Como cualquier ciudadano de urbe de gran
tamaño con alto contenido callejero en la genética, tengo muchas historias de
locos. Historias entrañables, como la de las coquetas hermanas gemelas de
Lavapiés, octogenarias y siempre vestidas exactamente igual, siempre de
etiqueta, con bolsos brocados, chales fastuosos, zapatos de salón de pulcros
terciopelos, que se pasean calle Argumosa pá arriba, calle Argumosa pá abajo,
sin mirar a nadie pero deseando recibir todas las miradas, con una actitud dura
y altiva que aún así enternece a los vecinos, camareros, turistas que pueblan
las terrazas. Historias tristes, como la de Antonio, el loco oficial de mi
barrio de nacimiento, Carabanchel, que, alcoholizado desde el comienzo de los
tiempos, murió de frío una víspera de Nochebuena de hace unos cinco años en el
maletero de una furgoneta en la que había construido su pequeño hogar con
efluvios de Cumbres de Gredos. Historias irreverentes, como la de Luna, un
caballero sexagenario que cada día creaba un nuevo personaje en función del
humor con el que se levantase, y te lo hacía saber mientras te pedía fuego (“niña,
dame calderilla”, era su frase exacta). Historias desesperadas, como la del
médico cubano que, apostado en Alfonso XXII esquina Valenzuela y armado con una
calculadora digital Casio, calculaba el
tiempo que faltaba para la llegada del fin del mundo, o el número de pecadores
vivos en la faz de la Tierra, o la cantidad de mentiras por segundo y metro
cuadrado produciéndose a la vez en el cosmo. Historias desgarradoras, como la
del nigeriano de la Avenida Ciudad de Barcelona que se sentaba en un banco
entre las 14 y las 16 de los meses de verano ataviado con un abrigo de plumas
que se cerraba hasta el cuello, puesta la capucha, y miraba fijamente la pared
de enfrente, indiferente a los viandantes que sudábamos sólo con verle.

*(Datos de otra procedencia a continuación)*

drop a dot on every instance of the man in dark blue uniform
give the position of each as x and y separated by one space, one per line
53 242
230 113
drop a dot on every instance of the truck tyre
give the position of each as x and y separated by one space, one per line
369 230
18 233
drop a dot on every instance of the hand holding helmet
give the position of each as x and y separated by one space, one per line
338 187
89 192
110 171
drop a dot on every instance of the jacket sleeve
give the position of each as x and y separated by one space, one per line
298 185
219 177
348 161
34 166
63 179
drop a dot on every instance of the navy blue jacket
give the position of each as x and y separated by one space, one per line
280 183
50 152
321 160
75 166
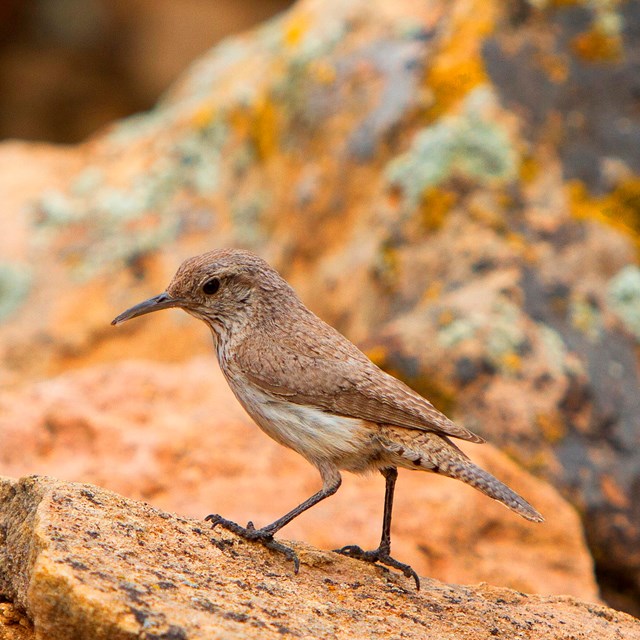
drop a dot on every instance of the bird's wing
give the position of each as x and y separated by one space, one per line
345 382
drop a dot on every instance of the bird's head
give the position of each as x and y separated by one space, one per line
222 288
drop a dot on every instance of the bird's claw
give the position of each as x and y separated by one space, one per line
379 556
263 536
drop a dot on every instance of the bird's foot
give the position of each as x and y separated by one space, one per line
379 555
263 536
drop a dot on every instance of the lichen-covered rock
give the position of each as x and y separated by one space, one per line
85 563
455 185
176 436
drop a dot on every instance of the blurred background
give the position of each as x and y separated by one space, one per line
68 67
453 184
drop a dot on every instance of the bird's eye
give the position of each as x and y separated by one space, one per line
211 286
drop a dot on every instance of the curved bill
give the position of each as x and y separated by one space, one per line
163 301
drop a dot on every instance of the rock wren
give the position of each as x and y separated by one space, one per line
312 390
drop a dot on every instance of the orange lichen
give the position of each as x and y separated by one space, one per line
458 66
598 46
265 127
620 208
510 362
529 169
434 207
295 29
322 71
204 116
259 124
378 354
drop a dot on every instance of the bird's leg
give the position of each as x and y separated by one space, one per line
331 481
383 553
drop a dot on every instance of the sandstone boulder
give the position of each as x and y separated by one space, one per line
175 435
81 562
455 185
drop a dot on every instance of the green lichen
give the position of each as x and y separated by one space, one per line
468 144
586 317
112 224
456 332
15 283
554 347
505 337
623 297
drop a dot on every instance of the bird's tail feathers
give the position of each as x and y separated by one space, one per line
489 485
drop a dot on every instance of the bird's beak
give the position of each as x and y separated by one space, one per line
163 301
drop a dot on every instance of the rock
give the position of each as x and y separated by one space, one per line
175 435
387 159
87 563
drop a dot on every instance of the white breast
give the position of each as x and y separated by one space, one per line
314 434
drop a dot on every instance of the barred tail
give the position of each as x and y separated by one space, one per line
490 486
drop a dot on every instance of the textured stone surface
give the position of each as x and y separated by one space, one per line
480 241
175 435
87 563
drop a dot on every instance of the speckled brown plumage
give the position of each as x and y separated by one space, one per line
312 390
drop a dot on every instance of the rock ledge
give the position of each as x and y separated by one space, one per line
81 562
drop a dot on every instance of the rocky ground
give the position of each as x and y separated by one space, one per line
454 185
86 562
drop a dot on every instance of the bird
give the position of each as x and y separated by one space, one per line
312 390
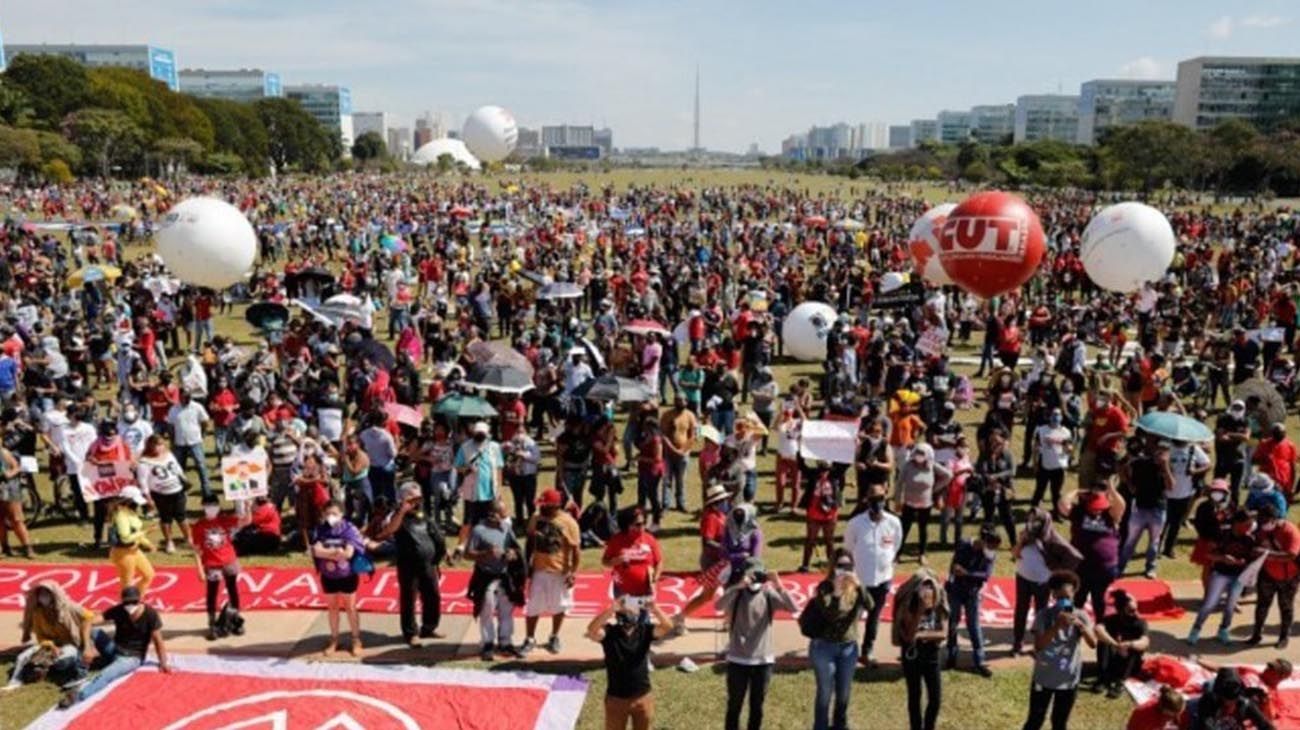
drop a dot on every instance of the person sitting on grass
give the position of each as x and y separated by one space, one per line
625 643
137 628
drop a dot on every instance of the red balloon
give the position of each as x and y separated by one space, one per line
991 244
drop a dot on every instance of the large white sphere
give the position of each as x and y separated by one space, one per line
1127 244
207 242
490 133
923 243
805 329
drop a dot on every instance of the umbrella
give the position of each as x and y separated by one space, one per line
460 405
1174 426
612 387
498 353
646 327
559 290
404 415
499 378
1272 407
372 350
267 316
94 273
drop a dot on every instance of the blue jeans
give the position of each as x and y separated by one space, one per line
833 664
1149 520
116 665
675 481
970 605
183 453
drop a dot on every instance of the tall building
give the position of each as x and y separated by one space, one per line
602 138
900 137
235 85
991 124
1212 88
923 130
399 142
159 62
954 127
568 135
330 105
1047 116
1110 103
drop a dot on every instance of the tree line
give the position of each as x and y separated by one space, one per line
60 118
1231 157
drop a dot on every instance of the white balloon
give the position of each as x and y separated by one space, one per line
923 243
490 133
207 242
805 329
1127 244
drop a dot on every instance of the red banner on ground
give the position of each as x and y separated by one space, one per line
261 589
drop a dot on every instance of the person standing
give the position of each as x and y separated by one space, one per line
627 660
1057 655
830 620
186 420
420 550
750 605
971 568
872 538
1279 539
554 543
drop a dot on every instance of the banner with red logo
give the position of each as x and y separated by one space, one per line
261 589
209 692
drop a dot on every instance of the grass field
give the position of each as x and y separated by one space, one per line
697 700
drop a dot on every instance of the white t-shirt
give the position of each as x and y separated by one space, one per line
1181 461
1053 446
187 422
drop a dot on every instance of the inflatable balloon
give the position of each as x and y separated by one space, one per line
1127 244
207 242
923 243
991 243
805 329
490 133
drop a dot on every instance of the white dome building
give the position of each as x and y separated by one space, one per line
429 153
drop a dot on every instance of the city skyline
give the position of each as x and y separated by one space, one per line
632 68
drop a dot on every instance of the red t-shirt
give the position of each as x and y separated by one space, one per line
642 555
212 538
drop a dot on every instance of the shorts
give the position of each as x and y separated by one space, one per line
547 594
215 574
346 585
170 507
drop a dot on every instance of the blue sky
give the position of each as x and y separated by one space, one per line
768 68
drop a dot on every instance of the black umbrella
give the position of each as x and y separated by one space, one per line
372 350
612 387
267 316
499 378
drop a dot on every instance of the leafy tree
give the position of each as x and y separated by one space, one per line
53 86
369 146
107 137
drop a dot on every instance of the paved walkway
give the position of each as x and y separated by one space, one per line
302 634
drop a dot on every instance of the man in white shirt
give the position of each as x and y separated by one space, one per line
186 420
1187 463
874 537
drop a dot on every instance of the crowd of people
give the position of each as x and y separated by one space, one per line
109 366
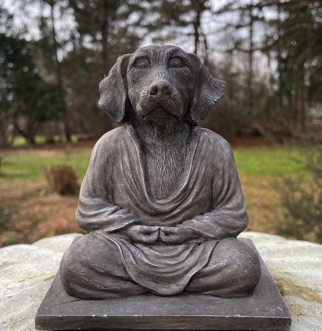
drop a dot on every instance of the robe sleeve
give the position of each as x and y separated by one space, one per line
228 217
96 210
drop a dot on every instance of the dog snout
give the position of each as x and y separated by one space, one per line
160 88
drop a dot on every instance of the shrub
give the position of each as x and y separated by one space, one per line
62 180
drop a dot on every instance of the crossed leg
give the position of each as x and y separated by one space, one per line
92 268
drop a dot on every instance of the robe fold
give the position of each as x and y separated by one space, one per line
208 200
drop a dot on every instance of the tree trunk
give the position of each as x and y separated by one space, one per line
59 77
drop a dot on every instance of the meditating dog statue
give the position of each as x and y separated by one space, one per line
161 201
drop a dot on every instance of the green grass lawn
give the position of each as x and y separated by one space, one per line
271 161
259 168
29 164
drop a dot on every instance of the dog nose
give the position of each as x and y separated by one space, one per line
160 88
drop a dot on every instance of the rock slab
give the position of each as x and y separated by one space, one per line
27 271
264 310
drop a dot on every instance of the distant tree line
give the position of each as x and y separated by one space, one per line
269 52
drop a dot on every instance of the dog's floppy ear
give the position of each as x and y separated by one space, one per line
208 91
113 90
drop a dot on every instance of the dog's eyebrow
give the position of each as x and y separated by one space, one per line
141 53
177 52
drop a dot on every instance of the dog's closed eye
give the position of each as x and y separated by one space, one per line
177 62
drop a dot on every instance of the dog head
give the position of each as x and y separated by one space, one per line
160 84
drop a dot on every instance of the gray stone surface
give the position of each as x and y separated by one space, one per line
26 272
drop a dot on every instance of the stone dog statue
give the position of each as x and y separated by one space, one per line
161 201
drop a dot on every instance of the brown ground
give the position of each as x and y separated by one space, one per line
40 213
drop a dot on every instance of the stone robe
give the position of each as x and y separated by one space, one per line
116 194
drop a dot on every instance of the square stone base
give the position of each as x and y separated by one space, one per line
263 310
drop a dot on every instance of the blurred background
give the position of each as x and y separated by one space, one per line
54 53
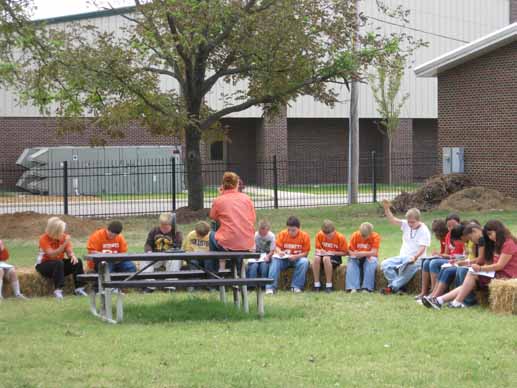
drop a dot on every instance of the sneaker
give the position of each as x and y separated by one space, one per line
80 292
456 305
387 291
431 302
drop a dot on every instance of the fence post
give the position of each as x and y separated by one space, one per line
173 184
275 181
65 187
374 177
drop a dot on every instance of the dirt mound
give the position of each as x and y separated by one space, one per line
186 216
478 199
31 225
432 193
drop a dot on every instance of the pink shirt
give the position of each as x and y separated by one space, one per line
236 215
510 269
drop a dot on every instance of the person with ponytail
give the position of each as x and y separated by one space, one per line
500 257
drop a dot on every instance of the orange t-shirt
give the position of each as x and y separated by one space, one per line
46 242
4 254
336 244
360 244
293 245
99 242
236 216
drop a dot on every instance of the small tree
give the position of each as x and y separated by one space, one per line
386 86
269 51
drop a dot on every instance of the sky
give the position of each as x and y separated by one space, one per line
53 8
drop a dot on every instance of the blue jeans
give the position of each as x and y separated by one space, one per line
123 266
396 280
436 265
461 274
300 271
447 275
215 247
353 273
255 269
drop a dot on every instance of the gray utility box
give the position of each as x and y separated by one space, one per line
453 160
102 170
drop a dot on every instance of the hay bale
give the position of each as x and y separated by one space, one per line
503 296
32 284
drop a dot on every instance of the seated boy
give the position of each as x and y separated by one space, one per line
198 241
109 240
292 247
363 252
265 245
330 246
162 238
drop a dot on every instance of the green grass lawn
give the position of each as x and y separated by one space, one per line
308 340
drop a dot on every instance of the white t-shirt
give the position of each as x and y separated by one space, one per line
413 239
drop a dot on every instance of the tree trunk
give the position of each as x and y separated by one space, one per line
194 171
390 170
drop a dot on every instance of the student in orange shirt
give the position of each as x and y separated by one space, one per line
8 272
330 246
292 247
110 240
363 252
51 262
235 213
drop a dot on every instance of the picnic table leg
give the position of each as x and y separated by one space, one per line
222 294
260 301
236 293
244 290
105 273
120 306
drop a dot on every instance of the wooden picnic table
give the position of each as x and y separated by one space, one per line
106 284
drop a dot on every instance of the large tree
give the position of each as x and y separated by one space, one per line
270 51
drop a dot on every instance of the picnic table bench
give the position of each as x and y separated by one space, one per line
109 284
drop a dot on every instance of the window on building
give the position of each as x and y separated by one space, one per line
216 150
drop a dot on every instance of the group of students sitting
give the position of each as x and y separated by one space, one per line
470 255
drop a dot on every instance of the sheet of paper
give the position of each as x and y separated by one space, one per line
490 274
261 259
4 265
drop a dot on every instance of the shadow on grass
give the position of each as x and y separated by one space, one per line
201 309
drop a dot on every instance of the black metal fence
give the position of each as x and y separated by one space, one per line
153 186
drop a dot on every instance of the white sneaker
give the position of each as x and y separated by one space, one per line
80 292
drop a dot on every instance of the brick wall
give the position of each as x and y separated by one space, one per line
513 11
425 142
271 139
477 110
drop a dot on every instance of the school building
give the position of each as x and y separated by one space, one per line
305 130
477 106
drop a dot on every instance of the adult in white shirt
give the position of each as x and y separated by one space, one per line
415 240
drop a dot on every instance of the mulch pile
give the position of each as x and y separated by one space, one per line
478 199
432 193
31 225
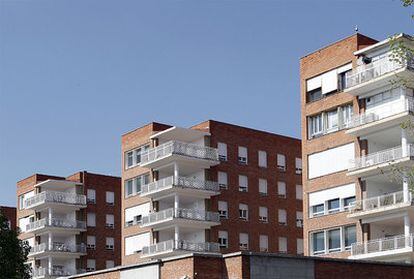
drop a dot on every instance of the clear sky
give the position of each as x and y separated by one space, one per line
75 75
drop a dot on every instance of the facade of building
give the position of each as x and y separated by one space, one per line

Me pregunto si todas estas historias son o no
historias de locos. Muy probablemente sólo se trate de historias de personas
tristes, con mala suerte, que en el pasado formaron parte de la ecuación
perfecta de nuestra sociedad, pero que un día algo hizo que estallasen, no
pudiesen más, y simplemente les dio igual lo que esa sociedad de la que
voluntariamente se escindían pensara de ellos. Pienso e imagino mucho sobre las
circunstancias que llevaron a cada una de estas personas a esa escisión: puede
que las hermanas gemelas se odien y rivalicen desde pequeñas, pero a falta de
nadie más en sus vidas, un día se resignaron al armisticio de lo idéntico y a
no tenerse más que la una a la otra; tal vez Antonio no conociera otra
felicidad más allá de la etílica, y que pese a su brevedad, le pareciese mucho
más llevadera que la realidad cotidiana; quizá el médico cubano viniese a
España huyendo del régimen castrista y se diese de bruces con una libertad de
cartón piedra de la que ya no podía retroceder; a lo mejor aquel friolero nigeriano
perdiese a toda su familia al cruzar, protegido con su abrigo de plumas, las
aguas del estrecho.
¿Qué define a un loco exactamente? ¿Acaso no
somos todos potenciales locos a los que aún no nos han hecho saltar el resorte
que detonaría nuestra chaladura? ¿Están locos todos aquellos que deciden
escindirse de la sociedad? En ese caso, ¿significa estar loco ver más allá que
el resto?
Hoy más que nunca, queridos lectores, por
solidaridad y respeto, por admiración y cortesía, por sentir tal empatía con
gente como Gregorio, ciudadano del Este enfermo de invisibilidad, pero tal
incapacidad por saber cómo ayudarle, háganlo, chíllenmelo, escúpanmelo:
llámenme loca.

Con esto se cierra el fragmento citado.